振り返れば橋下徹さんが侵攻当初に「早く降伏をした方が良い」と発言し総叩きにあったわけですが強制的に徴兵され自国の為に戦わされるとのどちらが良かったのか一度検証する必要があります。


橋下徹さんは日頃の言動から中々発言が受け入れられないかも知れません。私も彼は嫌いです、笑
では別の人たちと言えば広島の反戦団体がこのような事を言っています。是非一度読んでみてください。私は彼等の意見にほぼ賛成です。
https://globe.asahi.com/article/14842713

 

ところで日頃は被爆者を散々持ち上げているマスコミが今回あまり彼等の意見を取り上げないのは何なんでしょうか? ここまでもう十分に長くなったので別の機会に仮説・検証(と言うほど大袈裟な物ではありませんが)を立ててみたいです。


繰り返しになってしまいますが「悪魔の狂人プーチンが美しい世界を破壊した」というフィクションが何故彼等にとって重要なのか、佐藤優さんがNHKに出ただけで「両論併記も許さねぇ」と憤るのか、もう少し考えたいと思います。


既に書いた事で申し訳ありませんが「支援を出すのが日本の国益に沿う」というロジックが成立しなくなるというのが一番大きいでしょう。日本の視聴者が「でも国内の生活も大変だし日本自身にその1兆円を超える金額を使いたい」と言うのを封じる為です。でもその先にもっと恐ろしい考えがあるのでは無いでしょうか?


ウクライナが即時停戦したらロシアが約束を守るとは限らない、ウクライナ国民はロシアを信用していない」「早期に降伏したらまた虐殺にあうぞ」というロジックがここで出てきます。


また相対化させていただきますが(彼等は相対化そのものを嫌がりますね)、そもそも全ての戦争で敵国を信用するという事はほぼ無いのではないでしょうか? 戦争とはそういうものです。相互不信の中でも手探りで少しづつ妥協点を探る作業が停戦だと私は思います。


これが中世以前の騎兵が戦っていた時代なら敵国を信用して「はい、ここで止め」みたいな例が存在するかも知れません。でも今日では多くの日本人が最高の友好国・同盟国と思うアメリカに対する戦時中の我々の感情を見れば戦争の当事者とはどんなものかと分かるかと思います。 


こう書くと「民主主義国家アメリカと権威主義国家のロシアは違う」という反論が来るでしょうが、そのアメリカが原爆投下と大空襲で民間人をブチャの虐殺より遥かに多く殺害し、戦後も数十万件以上の日本人婦女暴行があり、その為に進駐軍用の売春施設まで出来た事を考えれば何がどう違うのかよく分からなくなります。

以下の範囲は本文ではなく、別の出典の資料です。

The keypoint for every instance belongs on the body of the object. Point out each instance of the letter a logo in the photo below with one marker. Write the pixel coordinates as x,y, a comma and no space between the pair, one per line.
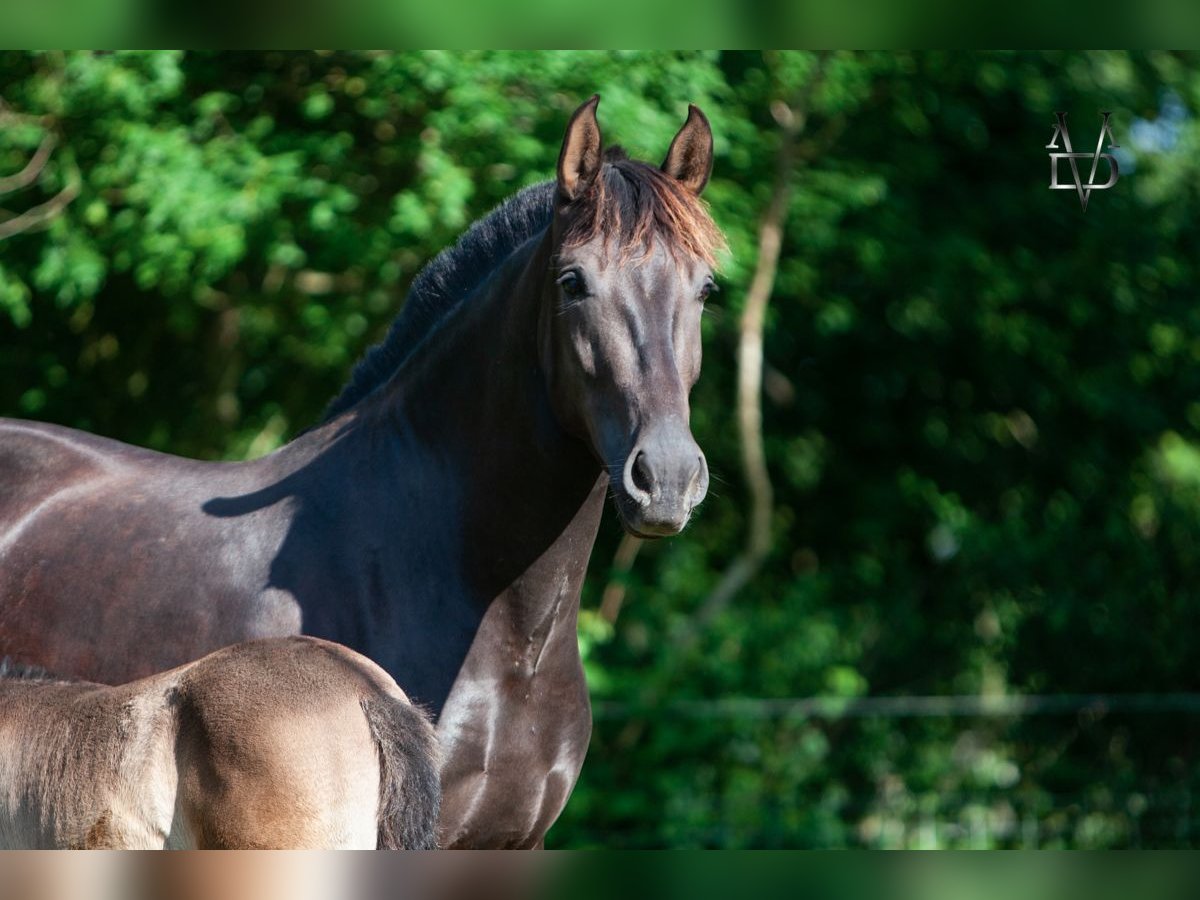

これは事更にアメリカが酷い国だと言いたいのではなく戦争とはそういうもので、だからこそ早く終わらせればならないと言う話が私の企図する所です。
要はどの手段が最も人命を失わせずに済むかという話です。


停戦した所でロシア軍による戦争犯罪はあるでしょう。必ずあるに決まっていると私は思います。
何故ならば、2015年ですら国連平和維持活動部隊とフランス軍により戦争犯罪があったわけですから。それより軍規が緩いであろうロシアがやらないわけがありません。
https://www.afpbb.com/articles/-/3082559?cx_amp=all&act=all&_gl=1*hc9bkq*_ga*RXFhS0xxUzhqMF9yTUdDRHFsLVg1SlBiWUNVWjZDUDdlR3Q4aUtkWTZvS05Fc1VFRklpbDc4Tzd2NmNyVkVpYQ..*_ga_E7KXCKSWLG*MTcwNjk0NjQwNC4yLjAuMTcwNjk0NjQyNy4wLjAuMA..

 

でも「戦争犯罪がゼロという保証が無いなら徹底抗戦しかない」は極論じゃ無いですかね?

徹底抗戦はどこまでやるのでしょうか?


ウクライナがモスクワを陥落させるまで? −不可能でしょう。
プーチンが死ぬまで? −死んだ所でロシアが変わる保証はありません。もっと酷くなる可能性すらあります。
ロシアが諦めるまで? −それはいつですか??? それはもう停戦よりも見通しが甘くありませんか?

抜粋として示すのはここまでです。